Page MenuHomePhabricator

Action API: avoid using POST with action=query
Open, Stalled, MediumPublic

Description

Problem: POST is intended for requests that modify state, which queries should not do. Using POST for queries hides the query parameters from logs and metrics, making it harder to investigate incidents and identify usage patterns. It also makes it impossible to implement rules for specific queries (e.g. meta=tokens) in layers that sit in front of MediaWiki (e.g. for rate limiting in the API/REST gateway). Finally, POST requests have to be handled by the primary data center, preventing effective load balancing.

Proposal: The API documentation should include a recommendation to not use POST requests for queries, and if POST must be used, to include as many of the parameters as possible in the URL (compare T421288). Eventually, we should log a warning when receiving query requests as POST, and finally we should refuse such requests (possibly with some exceptions).

Exceptions:
Certain query modules require the request to be posted (codesearch). These would obviously have to be exempt from this rule. However, these modules should be examined to determine whether that requirement is actually needed, or accidental.

Sometimes it is necessary to list a large number of titles or IDs for processing in a query, which would exceed the maximum length of the URL if encoded in as query parameters. Using POST request for these cases could be allowed for users that have the apihighlimits right, since that indicates that the account is allowed to make expensive API queries.

Details

Related Changes in Gerrit:

Event Timeline

See also: T410883: Support HTTP QUERY method as standard alternative to Promise-Non-Write-API-Action header

IMHO we should make the QUERY method work before we deprecate using POST for the same purpose.

Proposal: The API documentation should include a recommendation to not use POST requests for queries, and if POST must be used, to include as many of the parameters as possible in the URL

How is the end user, tool writer, etc supposed to know how long of a URL can be used?

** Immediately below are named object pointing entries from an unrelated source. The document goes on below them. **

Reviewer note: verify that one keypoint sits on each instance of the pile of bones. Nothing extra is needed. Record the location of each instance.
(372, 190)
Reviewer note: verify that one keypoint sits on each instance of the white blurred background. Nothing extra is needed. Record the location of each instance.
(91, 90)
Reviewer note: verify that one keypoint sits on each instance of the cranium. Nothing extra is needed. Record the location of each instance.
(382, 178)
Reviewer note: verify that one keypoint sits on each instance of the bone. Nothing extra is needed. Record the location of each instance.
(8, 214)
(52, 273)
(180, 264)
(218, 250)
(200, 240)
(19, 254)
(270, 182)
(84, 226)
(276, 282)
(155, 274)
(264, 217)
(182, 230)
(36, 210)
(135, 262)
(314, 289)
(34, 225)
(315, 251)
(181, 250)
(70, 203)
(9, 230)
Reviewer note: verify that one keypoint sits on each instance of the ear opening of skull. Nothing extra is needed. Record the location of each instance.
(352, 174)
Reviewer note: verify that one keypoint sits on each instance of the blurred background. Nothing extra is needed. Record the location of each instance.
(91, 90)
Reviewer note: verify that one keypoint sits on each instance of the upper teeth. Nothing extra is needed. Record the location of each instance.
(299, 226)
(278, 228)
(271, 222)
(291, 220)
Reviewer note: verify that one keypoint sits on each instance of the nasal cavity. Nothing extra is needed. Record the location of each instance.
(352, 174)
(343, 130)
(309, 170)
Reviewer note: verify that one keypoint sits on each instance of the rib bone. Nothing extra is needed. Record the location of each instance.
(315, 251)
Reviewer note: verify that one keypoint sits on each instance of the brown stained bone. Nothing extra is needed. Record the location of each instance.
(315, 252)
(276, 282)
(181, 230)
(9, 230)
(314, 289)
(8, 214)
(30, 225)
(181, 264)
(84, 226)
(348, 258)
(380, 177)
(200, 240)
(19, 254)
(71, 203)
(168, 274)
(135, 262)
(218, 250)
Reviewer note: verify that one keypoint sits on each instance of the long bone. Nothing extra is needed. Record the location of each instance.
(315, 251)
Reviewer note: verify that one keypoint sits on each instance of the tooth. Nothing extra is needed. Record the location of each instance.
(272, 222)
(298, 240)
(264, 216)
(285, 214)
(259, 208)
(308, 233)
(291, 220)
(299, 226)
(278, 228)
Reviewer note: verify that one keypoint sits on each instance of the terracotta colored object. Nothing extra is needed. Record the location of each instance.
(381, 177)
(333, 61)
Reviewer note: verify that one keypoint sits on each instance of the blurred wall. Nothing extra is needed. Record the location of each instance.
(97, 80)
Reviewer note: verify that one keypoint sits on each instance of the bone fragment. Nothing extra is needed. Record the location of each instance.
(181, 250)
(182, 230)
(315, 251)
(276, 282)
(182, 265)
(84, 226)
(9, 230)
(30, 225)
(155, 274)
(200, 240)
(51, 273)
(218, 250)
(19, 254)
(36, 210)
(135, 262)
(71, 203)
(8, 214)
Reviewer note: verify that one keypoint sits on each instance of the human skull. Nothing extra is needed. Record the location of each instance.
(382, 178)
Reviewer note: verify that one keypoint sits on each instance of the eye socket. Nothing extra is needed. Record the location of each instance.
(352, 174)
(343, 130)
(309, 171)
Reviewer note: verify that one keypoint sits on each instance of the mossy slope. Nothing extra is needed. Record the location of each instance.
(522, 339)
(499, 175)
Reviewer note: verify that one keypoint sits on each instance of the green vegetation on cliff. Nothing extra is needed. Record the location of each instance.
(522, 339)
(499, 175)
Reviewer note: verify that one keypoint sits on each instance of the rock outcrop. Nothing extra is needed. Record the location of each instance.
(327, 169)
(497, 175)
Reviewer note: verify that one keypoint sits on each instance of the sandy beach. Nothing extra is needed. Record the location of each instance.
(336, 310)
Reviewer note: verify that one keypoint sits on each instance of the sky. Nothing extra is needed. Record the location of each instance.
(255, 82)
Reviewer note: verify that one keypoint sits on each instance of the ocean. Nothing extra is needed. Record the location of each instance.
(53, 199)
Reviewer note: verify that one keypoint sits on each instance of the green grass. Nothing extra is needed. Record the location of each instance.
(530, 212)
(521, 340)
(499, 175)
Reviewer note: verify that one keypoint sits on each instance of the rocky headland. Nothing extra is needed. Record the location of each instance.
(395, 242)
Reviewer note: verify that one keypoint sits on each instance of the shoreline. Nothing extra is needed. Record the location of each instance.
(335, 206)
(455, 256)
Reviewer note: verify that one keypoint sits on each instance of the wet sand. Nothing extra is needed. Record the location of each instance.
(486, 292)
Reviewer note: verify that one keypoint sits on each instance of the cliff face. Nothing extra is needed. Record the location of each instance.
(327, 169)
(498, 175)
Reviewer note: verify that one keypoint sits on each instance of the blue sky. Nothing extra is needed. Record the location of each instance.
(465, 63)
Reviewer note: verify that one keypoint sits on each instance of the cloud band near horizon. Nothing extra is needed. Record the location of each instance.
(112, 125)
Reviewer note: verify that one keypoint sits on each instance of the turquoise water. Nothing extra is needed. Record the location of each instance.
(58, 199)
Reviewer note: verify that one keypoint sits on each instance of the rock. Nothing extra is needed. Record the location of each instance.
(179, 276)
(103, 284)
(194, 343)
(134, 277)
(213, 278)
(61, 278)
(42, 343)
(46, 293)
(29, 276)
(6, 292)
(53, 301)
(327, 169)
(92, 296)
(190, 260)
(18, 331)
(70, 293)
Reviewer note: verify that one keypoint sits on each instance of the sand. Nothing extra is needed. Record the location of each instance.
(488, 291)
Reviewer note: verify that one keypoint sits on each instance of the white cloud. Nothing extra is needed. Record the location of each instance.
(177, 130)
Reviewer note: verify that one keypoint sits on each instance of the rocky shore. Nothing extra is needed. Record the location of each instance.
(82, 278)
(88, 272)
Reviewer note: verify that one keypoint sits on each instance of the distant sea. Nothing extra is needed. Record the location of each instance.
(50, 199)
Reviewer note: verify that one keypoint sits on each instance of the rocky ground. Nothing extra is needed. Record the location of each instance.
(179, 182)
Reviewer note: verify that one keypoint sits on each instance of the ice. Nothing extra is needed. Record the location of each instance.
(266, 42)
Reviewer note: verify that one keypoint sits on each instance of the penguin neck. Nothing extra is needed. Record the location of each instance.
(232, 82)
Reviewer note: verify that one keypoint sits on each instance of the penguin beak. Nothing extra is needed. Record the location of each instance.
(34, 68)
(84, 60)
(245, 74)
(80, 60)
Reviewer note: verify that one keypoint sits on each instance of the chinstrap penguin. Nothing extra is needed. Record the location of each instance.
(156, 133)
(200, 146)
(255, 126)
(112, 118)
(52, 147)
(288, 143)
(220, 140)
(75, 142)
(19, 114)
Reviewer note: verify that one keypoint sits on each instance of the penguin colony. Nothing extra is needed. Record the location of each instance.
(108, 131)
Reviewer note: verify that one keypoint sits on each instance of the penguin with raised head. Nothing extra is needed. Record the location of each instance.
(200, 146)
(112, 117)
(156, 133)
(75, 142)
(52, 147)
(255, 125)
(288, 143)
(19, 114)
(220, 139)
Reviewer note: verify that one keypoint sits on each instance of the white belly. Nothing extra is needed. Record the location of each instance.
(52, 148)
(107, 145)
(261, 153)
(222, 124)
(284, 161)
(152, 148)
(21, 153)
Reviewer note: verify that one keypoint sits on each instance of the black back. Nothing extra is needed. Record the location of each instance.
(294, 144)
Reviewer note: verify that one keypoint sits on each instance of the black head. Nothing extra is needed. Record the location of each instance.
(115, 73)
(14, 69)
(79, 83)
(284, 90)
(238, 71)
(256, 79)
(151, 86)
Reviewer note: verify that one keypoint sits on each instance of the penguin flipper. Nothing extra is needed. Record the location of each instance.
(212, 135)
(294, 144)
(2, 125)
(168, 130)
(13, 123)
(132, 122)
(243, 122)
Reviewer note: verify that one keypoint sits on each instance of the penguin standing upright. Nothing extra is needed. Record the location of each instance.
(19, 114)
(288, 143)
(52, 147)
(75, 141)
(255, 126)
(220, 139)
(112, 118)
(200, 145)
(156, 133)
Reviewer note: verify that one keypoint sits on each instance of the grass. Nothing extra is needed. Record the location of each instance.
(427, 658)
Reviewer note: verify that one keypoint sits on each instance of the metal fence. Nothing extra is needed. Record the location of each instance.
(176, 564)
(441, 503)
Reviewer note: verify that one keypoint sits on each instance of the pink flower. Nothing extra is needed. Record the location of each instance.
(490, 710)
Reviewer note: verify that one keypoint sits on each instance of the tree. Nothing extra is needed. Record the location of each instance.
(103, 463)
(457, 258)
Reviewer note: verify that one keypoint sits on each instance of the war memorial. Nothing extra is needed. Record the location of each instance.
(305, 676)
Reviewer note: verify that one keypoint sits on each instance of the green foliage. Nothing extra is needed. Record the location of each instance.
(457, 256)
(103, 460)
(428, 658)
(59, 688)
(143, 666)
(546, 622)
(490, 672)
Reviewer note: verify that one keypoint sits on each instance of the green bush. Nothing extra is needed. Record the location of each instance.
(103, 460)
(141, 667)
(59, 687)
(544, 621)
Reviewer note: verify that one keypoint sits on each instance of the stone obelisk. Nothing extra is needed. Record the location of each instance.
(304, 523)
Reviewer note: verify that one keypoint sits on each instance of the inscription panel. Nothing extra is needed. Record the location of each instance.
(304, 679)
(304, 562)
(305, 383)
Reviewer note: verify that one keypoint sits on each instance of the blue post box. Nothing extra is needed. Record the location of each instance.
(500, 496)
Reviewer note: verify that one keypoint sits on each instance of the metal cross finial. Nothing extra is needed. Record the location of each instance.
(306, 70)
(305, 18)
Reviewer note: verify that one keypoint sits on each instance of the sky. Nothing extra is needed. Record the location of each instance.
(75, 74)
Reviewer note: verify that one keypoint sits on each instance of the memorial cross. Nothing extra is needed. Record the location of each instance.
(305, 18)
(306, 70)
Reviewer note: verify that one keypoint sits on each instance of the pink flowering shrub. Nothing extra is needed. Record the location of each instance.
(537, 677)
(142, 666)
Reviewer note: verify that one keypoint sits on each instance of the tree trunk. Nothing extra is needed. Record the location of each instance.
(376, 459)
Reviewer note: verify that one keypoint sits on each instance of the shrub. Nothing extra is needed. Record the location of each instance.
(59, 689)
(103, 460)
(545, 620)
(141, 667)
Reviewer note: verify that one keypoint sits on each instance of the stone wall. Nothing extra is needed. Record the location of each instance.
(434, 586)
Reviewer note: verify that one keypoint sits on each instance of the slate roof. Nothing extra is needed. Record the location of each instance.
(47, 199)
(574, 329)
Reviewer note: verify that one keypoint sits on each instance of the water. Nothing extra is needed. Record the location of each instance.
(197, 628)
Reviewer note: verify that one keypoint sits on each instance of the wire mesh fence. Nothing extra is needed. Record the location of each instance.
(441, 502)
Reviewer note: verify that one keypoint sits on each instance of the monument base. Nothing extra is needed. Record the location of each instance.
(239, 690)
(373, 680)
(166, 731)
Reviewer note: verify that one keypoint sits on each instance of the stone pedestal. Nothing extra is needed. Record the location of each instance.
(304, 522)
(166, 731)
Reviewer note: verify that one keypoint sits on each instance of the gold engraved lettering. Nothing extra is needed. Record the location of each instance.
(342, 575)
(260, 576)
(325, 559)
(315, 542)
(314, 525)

It can vary by browser, by servers...

The proposed solution here doesn't really seem to actually address the problem statement. I also agree with the other folks here where: a) Size is limited for query params which might be overly restrictive, b) it would be a change in established user behavior/integrations, c) the QUERY HTTP method is more compelling than simply forcing people to GET statements if we want to continue offering a query capability. QUERY is also supported in the latest version of OpenAPI, so it could be worth exploring next year.

That being said, the part of the problem statement that stood out to me (in addition to the comment about data center performance) is:

POST for queries hides the query parameters from logs and metrics

That seems like a more basic root cause, where we should figure out how to more effectively log parameters provided in POST bodies instead of creating a workaround for our own convenience/measurement purposes. I understand that there might be some POST body params that we wouldn't want to log (like long parse requests, for example), but creating a system where we can specifically exclude those values seems more correct. If the specific issue is the token handling though, I think it would be reasonable to say that including the token request in a POST body is explicitly not supported/"use at your own risk of rate limits" or something like that, since I do see where you're coming from with it being impossible to handle otherwise.

Additionally, the API Etiquette page already calls out that we prefer if people use GET over POST for the Action API:

POST requests
Whenever you're reading data from the web service API, you should try to use GET requests if possible, not POST, as the latter are not cacheable and, in multi-datacenter configurations (including Wikimedia sites), may go to a farther data center.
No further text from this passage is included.